Assistant Professor, Department of Biostatistics
Brown University School of Public Health
2017 - Present

Dissertation

Bayesian Kernel Models for Statistical Genetics and Cancer Genomics

Abstract   The main contribution of this thesis is to examine the utility of kernel regression approaches and variance component models for solving complex problems in statistical genetics and molecular biology. Many of these types of statistical methods have been developed specifically to be applied to solve similar biological problems. For example, kernel regression models have a long history in statistics, applied mathematics, and machine learning. More recently, variance component models have been extensively utilized as tools to broaden understanding of the genetic basis of phenotypic variation. However, because of large combinatorial search spaces and other confounding factors, many of these current methods face enormous computational challenges and often suffer from low statistical power — particularly when phenotypic variation is driven by complicated underlying genetic architectures (e.g. the presence of epistatic effects involving higher order genetic interactions). This thesis highlights two novel methods which provide innovative solutions to better address the important statistical and computational hurdles faced within complex biological data sets.

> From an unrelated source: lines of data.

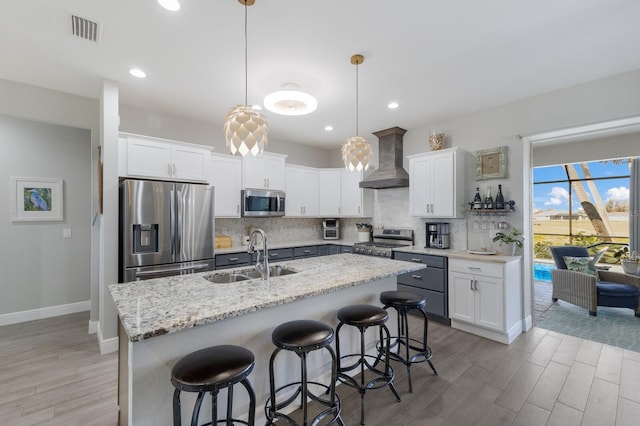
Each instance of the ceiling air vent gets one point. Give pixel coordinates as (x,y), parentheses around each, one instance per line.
(84,28)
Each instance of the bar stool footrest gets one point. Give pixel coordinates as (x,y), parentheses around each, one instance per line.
(271,416)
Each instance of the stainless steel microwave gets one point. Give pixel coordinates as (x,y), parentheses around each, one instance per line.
(262,203)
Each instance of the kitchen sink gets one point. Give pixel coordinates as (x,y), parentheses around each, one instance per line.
(247,274)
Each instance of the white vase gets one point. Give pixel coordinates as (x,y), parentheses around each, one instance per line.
(508,249)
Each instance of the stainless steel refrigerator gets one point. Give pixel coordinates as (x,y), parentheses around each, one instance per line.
(166,228)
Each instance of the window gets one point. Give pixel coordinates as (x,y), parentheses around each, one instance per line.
(581,204)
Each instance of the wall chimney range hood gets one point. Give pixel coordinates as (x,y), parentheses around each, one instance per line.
(390,173)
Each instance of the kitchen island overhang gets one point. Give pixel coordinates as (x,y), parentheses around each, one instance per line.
(161,320)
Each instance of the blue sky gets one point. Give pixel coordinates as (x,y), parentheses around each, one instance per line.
(556,196)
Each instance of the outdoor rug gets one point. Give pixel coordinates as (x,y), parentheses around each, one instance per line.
(613,326)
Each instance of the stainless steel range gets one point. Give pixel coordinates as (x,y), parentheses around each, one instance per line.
(384,241)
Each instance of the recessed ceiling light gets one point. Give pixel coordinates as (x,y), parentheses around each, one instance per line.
(172,5)
(290,101)
(137,72)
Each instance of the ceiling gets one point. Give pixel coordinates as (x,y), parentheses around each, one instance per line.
(437,59)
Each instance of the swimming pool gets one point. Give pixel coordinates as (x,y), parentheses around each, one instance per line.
(542,271)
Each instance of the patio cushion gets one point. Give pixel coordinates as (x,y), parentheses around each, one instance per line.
(581,264)
(617,295)
(558,252)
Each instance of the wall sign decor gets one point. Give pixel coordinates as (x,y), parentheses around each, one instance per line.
(491,163)
(36,199)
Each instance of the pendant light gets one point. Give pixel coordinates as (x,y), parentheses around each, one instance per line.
(245,129)
(356,152)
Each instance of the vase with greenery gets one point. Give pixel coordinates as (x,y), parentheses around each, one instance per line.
(509,241)
(630,261)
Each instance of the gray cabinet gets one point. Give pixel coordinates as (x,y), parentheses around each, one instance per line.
(276,255)
(431,283)
(306,251)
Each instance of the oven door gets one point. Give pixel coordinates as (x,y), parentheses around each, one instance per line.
(262,203)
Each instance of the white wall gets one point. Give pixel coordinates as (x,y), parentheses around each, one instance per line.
(603,100)
(39,268)
(165,126)
(50,106)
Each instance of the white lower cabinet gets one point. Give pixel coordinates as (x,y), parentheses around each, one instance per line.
(485,297)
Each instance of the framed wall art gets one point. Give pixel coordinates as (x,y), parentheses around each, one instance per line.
(36,199)
(491,163)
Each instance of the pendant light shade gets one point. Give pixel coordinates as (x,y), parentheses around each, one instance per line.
(356,152)
(245,129)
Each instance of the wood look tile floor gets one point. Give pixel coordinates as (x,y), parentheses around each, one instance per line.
(51,373)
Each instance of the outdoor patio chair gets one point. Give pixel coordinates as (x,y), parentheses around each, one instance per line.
(590,290)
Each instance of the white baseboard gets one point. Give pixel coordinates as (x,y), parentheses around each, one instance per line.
(528,323)
(41,313)
(107,345)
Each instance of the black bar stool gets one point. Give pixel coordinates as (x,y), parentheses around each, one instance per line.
(210,370)
(363,317)
(302,337)
(415,350)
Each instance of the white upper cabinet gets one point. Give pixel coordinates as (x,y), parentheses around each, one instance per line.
(354,201)
(329,193)
(266,171)
(226,177)
(302,186)
(163,159)
(436,183)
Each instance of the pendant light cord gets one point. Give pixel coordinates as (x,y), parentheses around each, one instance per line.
(246,78)
(357,98)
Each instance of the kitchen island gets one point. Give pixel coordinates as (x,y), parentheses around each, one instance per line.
(163,319)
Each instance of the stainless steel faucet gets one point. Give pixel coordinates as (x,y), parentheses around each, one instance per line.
(264,267)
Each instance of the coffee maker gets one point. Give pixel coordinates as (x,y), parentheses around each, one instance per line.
(437,235)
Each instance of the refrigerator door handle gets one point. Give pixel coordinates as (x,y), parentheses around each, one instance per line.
(184,268)
(172,223)
(179,223)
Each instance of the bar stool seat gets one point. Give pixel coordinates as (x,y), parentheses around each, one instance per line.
(210,370)
(363,317)
(415,350)
(303,337)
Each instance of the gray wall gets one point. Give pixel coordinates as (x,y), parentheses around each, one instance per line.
(39,268)
(50,106)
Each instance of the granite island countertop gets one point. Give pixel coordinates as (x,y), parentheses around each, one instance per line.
(167,305)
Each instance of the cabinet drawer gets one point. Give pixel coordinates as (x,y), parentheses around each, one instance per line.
(232,259)
(305,251)
(430,279)
(429,260)
(488,269)
(435,301)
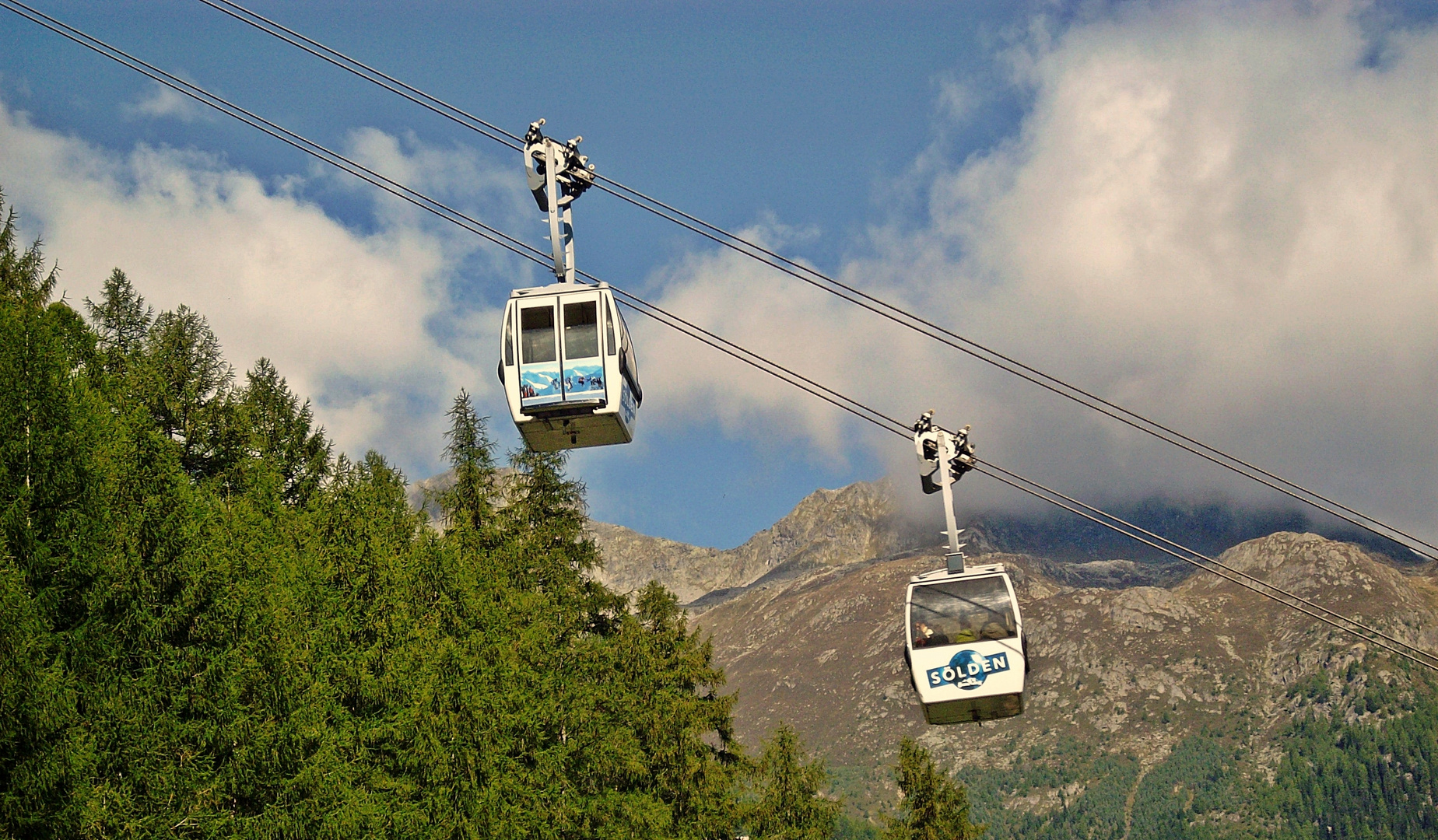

The first is a Bayesian non-parametric statistical framework that allows for efficient variable selection in nonlinear regression which we refer to as "Bayesian approximate kernel regression", or BAKR. The second is a novel algorithm for identifying genetic variants that are involved in epistasis without the need to identify the exact partners with which the variants interact. We refer to this method as the "MArginal ePIstasis Test", or MAPIT. Here, we develop the theory of these two approaches, and demonstrate their power, interpretability, and computational efficiency for analyzing complex phenotypes. We also illustrate their ability to facilitate novel biological discoveries in several real data sets, each of them representing a particular class of analyses: genome-wide association studies (GWASs), molecular trait quantitative trait loci (QTL) mapping studies, and cancer biology association studies. Lastly, we will also explore the potential of these approaches in radiogenomics, a brand new subfield of genetics and genomics that focuses on the study of correlations between imaging or network features and genetic variation.